Die neue Mogelmasche von Handel und Lebensmittelindustrie sei, unterschiedliche Füllmengen zum identischen Preis in die Regale zu bringen, erläutert der Fachmann. Zum Beispiel Marken-Gummibärchen: Bei Discountern werden sie in 300-Gramm-Tüten angeboten, in Supermärkten sind aber nur 200 Gramm "Goldbären" drin. Die Tüte mit mehr Luft statt Bärchen ist optisch aber nahezu identisch - und der Preis mit 89 Cent überall gleich. "Das wiegt in Sicherheit, das kann ein normaler Kunde gar nicht durchschauen", betont Valet. Wer jetzt etwa im Supermarkt zugreift, zahlt im Endeffekt aber stolze 50 Prozent mehr.

Detektivarbeit beim Einkauf

Nach diesem Prinzip kommen vor allem Süßigkeiten verstärkt in die Regale, aber auch Marken-Cornflakes oder -Mineralwasser. "Nicht immer ist der Discounter billiger", warnt Valet.

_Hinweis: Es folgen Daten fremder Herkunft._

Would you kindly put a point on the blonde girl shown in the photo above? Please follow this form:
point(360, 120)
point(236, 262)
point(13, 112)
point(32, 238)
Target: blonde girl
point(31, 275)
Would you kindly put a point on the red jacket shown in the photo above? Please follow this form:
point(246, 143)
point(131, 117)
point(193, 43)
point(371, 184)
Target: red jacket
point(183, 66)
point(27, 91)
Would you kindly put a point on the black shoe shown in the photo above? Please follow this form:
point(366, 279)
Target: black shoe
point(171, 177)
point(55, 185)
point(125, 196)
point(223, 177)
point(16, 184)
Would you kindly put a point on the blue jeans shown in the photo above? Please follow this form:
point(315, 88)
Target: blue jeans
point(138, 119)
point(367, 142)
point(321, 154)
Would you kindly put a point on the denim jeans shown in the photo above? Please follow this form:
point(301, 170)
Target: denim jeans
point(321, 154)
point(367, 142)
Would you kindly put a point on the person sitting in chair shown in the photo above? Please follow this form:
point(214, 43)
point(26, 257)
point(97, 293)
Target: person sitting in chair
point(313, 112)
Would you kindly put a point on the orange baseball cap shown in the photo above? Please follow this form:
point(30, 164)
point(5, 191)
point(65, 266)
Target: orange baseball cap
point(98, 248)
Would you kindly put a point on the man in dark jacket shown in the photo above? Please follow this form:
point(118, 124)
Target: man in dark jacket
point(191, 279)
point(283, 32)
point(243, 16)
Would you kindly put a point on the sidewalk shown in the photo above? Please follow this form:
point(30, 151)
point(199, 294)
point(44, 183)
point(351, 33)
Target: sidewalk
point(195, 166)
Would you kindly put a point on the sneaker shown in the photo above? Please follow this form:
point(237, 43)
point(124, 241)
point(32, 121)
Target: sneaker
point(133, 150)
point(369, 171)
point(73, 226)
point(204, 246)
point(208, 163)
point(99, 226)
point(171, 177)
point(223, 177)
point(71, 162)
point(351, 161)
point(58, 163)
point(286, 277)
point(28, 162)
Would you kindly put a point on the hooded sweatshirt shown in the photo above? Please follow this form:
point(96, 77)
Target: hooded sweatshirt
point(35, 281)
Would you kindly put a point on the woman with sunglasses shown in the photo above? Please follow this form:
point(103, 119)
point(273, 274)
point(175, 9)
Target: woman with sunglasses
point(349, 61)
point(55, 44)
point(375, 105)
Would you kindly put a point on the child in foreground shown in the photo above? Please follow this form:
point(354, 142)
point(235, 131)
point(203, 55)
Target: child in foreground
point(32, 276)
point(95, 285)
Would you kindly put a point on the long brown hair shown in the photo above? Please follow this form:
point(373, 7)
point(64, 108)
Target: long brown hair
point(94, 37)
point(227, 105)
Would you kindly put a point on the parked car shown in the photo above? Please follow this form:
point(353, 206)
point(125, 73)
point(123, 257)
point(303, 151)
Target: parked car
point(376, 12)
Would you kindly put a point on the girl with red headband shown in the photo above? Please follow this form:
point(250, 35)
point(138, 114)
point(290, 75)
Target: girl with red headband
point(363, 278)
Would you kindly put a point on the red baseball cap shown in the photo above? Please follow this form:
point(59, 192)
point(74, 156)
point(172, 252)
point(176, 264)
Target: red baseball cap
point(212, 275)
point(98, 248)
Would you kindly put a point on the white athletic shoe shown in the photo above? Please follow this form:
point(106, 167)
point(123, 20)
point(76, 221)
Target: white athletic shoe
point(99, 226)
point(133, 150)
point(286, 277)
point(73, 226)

Ist der Kunde nicht auf der Hut, kriegt er in einem Supermarkt beispielsweise nur einen Liter Marken-Cola für 99 Cent, im anderen dagegen eine 1,25 Liter-Flasche zum gleichen Preis.

Getrickst wird auch bei Mini-Käse-Laibchen. So bieten verschiedene Händler entweder 120-Gramm-Netze mit sechs Stück oder 140-Gramm-Varianten mit sieben Teilen an. Beim gleichen Verkaufspreis von 1,99 Euro müssen Käufer also in manchen Läden 17 Prozent mehr hinblättern.

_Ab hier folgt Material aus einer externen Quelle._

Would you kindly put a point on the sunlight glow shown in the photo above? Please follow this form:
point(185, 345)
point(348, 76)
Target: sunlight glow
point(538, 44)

"Die Kunden werden mit immer raffinierteren Mitteln hinters Licht geführt, das ist ein Riesenärgernis", kritisiert Valet. Peter Loosen, Geschäftsführer des Bundes für Lebensmittelrecht und Lebensmittelkunde (BLL) in Berlin, weist den Vorwurf der Verbrauchertäuschung zurück: "Käufer können nicht immer mit gleichen Mengen und mit gleichen Preisen rechnen."

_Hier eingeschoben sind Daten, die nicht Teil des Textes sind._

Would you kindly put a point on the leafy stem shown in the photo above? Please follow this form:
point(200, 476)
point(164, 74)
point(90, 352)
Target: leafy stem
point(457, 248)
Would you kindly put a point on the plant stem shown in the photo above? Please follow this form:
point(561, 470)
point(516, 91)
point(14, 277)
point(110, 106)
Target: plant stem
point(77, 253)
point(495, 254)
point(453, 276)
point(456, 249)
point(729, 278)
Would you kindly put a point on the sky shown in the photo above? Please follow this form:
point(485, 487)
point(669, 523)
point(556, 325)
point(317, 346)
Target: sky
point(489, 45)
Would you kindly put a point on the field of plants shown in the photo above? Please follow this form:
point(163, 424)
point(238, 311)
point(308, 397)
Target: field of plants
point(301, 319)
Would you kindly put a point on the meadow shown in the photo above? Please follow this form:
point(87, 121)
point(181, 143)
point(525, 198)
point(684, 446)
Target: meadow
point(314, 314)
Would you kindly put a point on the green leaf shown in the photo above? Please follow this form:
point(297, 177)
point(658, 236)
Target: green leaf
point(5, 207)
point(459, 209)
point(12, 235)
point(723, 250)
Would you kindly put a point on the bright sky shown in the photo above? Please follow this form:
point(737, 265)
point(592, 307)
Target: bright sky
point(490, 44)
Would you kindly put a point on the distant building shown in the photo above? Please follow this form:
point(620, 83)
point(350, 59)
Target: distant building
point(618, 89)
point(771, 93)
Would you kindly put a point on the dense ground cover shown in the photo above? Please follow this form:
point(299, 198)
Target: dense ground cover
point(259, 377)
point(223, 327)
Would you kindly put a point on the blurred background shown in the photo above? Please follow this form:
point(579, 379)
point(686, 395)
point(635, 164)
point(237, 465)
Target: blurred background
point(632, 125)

Entscheidend sei, beim Einkauf auf den Grundpreis zu achten, betont Loosen. Das ist der Preis, der seit dem Jahr 2000 pro 100 Gramm, pro Kilogramm, pro 100 Milliliter oder pro Liter angegeben werden muss, um einen Vergleich zu ermöglichen. Ausgewiesen wird der Grundpreis am Regal. "Das klappt beim Vergleich am selben Regal, aber wer in Geschäft A steht und Gummibärchen will, hat nicht den Grundpreis von Geschäft B im Kopf", winkt Valet ab. Wer verdeckten Preiserhöhungen nicht auf den Leim gehen wolle, müsse inzwischen wahre Detektivarbeit leisten.

Beschweren, nicht ärgern

Vorsicht ist auch bei einem weiteren Trend geboten, Verteuerungen durch Rezepturänderungen zu kaschieren. Damit die Kundschaft weiter zugreift, wird bei neuen Sorten zwar nicht an der Preisschraube gedreht, aber gern mal am Inhalt gespart. Heißt es beispielsweise auf dem Etikett einer Wurstsalat-Schale "plus 15 Prozent Schinkenwurst", sollten Kunden genau hingucken, rät Valet. Tatsächlich kann die Füllmenge von 200 auf 150 Gramm heruntergefahren worden sein. Unterm Strich ist also nicht mehr Wurst drin, sondern weniger. Nur der Preis ist unverändert.

Auch bei Kaffeepulver stießen die Verbraucherschützer auf Zutaten-Trickserei. Weil in drei Produkten der Anteil von Röstkaffee verringert und durch Füllstoffe ersetzt wurde, müssen Kunden höher dosieren, wenn sie eine Tasse trinken wollen. Die Folge: Eine Dose lösliches Cappuccino-Pulver reicht nicht mehr so lang und wird unterm Strich 15 Prozent teurer.

Wer sich über Mogelpackungen ärgert, solle sich umgehend beim Hersteller beschweren, rät Valet. Wer will, kann die Tricksereien auch der Verbraucherzentrale melden.Ein Anbieter von Fischfilet ruderte angesichts von Protesten aufmerksamer Verbraucher schon wieder zurück: Der Kunde kriegt jetzt wieder 70 Prozent Fischanteil im Schlemmerfilet auf den Teller statt zwischenzeitlich nur noch 52 Prozent plus viel Pannade zum gleichen Preis.